Così Paolo Venturi, direttore di Aiccon, spiega le motivazioni alla base della survey “Economie di luogo: mappatura delle cooperative di comunità” lanciata nei giorni scorsi (e in scadenza il 6 luglio – clicca qui per partecipare), uno strumento agile pensato per raccogliere (in una mappatura) la pluralità di esperienze che in questi anni sono nate grazie all’attivismo delle comunità. Si tratta di un’iniziativa della Scuola delle Cooperative di Comunità, la manifestazione che da cinque anni rappresenta il luogo di elaborazione, progettazione e confronto sulla rilevanza sociale delle cosiddette “Comunità Intraprendenti” capaci di rigenerare e condividere con i propri abitanti una comune prospettiva di sviluppo.

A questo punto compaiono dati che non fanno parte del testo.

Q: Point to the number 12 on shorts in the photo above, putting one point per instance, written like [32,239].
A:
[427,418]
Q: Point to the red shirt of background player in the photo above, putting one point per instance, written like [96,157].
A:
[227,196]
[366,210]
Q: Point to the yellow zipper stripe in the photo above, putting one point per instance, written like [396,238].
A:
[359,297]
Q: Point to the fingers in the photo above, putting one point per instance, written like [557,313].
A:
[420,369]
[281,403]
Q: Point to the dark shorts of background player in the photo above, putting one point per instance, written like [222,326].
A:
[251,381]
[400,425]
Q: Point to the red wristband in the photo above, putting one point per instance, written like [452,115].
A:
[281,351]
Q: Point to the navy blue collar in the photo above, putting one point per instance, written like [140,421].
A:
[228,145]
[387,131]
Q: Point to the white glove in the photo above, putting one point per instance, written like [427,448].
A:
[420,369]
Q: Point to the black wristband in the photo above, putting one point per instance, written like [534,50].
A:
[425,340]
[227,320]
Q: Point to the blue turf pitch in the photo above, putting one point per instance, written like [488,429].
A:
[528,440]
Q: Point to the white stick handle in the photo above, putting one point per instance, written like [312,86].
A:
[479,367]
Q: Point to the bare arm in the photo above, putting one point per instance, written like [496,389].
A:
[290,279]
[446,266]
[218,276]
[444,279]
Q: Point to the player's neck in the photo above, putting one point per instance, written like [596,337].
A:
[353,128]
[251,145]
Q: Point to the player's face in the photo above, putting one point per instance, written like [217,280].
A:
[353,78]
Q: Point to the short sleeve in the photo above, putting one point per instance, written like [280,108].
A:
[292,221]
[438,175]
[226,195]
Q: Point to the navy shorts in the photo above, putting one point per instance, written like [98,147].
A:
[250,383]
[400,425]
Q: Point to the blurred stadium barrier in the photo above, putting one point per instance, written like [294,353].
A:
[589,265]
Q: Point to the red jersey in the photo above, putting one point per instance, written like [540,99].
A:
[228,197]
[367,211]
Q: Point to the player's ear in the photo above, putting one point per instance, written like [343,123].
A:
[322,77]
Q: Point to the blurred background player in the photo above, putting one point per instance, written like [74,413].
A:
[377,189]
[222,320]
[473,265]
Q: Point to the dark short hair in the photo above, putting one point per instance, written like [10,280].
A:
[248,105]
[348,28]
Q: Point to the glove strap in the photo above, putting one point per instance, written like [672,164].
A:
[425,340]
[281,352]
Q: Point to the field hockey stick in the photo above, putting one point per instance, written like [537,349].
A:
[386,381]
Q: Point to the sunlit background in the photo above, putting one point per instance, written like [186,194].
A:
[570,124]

In attesa che la Scuola delle Cooperative di Comunità – promossa dalle centrali regionali di Confcooperative e Legacoop – possa tornare a riunire ospiti da tutta Italia e dagli angoli più disparati del mondo sulle cime dell’Appennino reggiano dove tradizionalmente si è sempre svolta (Succiso e Cerreto Alpi), ecco quindi un’iniziativa volta ad allargare lo sguardo e ad accogliere nuove esperienze in occasione del prossimo appuntamento.

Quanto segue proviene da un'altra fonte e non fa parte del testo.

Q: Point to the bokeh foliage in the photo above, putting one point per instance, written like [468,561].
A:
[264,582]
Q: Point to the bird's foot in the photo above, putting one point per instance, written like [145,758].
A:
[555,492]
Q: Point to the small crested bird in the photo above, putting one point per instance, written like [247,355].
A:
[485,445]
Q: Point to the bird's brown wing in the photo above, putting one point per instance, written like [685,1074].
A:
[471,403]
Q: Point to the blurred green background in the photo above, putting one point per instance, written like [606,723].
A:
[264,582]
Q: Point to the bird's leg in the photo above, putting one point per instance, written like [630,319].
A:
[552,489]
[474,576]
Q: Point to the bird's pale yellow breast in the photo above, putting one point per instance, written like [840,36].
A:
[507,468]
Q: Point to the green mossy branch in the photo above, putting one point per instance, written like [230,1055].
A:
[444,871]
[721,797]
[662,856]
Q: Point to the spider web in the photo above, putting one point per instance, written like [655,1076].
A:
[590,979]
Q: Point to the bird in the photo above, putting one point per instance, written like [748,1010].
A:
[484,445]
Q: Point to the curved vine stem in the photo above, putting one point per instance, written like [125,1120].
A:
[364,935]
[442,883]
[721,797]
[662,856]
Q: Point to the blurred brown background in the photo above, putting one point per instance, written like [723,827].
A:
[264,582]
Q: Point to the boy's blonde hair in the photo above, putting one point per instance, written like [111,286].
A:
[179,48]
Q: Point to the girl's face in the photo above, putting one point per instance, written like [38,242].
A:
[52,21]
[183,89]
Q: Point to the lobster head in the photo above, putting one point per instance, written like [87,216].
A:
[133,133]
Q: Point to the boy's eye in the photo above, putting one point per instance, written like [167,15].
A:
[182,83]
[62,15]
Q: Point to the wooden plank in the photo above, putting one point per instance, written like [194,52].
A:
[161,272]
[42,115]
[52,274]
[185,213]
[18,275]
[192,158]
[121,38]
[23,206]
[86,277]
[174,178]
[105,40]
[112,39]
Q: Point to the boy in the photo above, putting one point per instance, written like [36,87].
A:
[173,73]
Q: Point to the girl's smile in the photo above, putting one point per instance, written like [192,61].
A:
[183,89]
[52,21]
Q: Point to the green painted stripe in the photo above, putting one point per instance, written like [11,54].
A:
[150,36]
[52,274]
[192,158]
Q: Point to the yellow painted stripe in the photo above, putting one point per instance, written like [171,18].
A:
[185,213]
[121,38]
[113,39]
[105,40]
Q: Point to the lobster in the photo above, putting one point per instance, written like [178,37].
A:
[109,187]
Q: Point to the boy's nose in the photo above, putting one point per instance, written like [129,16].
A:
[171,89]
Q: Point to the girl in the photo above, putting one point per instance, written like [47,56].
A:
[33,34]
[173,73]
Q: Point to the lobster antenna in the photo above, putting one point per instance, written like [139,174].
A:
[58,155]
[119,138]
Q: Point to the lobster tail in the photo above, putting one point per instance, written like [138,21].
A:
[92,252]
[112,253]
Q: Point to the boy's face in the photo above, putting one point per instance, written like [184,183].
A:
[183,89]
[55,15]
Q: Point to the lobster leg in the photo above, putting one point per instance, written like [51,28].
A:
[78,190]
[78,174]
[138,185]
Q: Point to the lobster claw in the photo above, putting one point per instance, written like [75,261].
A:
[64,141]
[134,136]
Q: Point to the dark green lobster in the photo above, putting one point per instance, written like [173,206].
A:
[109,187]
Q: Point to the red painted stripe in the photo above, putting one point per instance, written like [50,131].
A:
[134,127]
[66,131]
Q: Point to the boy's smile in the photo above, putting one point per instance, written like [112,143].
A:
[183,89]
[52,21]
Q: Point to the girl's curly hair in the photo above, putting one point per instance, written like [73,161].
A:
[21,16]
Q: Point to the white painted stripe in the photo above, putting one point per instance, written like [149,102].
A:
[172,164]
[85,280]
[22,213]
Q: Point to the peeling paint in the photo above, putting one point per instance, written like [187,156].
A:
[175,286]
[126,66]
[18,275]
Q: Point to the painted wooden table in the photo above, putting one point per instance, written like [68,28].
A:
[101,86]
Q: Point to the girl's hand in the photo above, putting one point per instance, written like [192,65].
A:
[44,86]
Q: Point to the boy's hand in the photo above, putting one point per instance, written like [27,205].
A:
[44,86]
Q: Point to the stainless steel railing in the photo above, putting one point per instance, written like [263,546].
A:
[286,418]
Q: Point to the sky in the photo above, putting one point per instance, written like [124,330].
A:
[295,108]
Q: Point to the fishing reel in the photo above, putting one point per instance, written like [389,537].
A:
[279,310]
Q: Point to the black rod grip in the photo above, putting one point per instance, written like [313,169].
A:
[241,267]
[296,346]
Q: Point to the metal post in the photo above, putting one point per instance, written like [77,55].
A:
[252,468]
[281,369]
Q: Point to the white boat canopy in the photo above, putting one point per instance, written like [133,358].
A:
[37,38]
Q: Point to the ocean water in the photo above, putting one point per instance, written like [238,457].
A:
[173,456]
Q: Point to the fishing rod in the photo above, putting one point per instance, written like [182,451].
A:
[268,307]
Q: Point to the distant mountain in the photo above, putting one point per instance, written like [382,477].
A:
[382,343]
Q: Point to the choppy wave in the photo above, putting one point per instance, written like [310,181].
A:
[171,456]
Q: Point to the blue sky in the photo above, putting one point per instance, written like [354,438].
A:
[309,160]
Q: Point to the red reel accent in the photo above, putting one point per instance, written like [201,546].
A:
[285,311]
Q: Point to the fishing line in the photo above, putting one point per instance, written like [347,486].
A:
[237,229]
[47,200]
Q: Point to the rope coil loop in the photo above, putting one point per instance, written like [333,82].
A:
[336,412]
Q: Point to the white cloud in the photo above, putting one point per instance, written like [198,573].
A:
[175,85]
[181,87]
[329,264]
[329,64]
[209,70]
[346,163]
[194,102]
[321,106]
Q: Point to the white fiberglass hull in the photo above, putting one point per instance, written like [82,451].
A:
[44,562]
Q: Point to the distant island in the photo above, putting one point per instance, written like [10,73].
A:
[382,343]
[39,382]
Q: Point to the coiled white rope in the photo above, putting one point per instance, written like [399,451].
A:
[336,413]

“Questi dati – continua Venturi di Aiccon che cura la survey ed è partner della Scuola – vogliono essere uno strumento anche per rilanciare con forza un messaggio alle Istituzioni: la cooperazione di comunità pur avendo una scala ridotta, è il metodo più adeguato e sostenibile per rigenerare comunità, economie e luoghi”.

Dalla prima edizione della Scuola delle Cooperative di Comunità svoltasi 5 anni fa, le esperienze di mutualismo comunitario si sono ulteriormente diffuse sul territorio nazionale, proponendosi come strumento di rigenerazione non solo per le aree interne del paese, ma anche per le aree urbane e le periferie delle città. I risultati della mappatura saranno quindi patrimonio di tutti i partecipanti e verranno presentati e discussi in occasione della prossima Scuola delle Cooperative di Comunità, che si terrà non appena le disposizioni inerenti l’emergenza sanitaria consentiranno una ripresa degli eventi nel rispetto delle norme anti-contagio.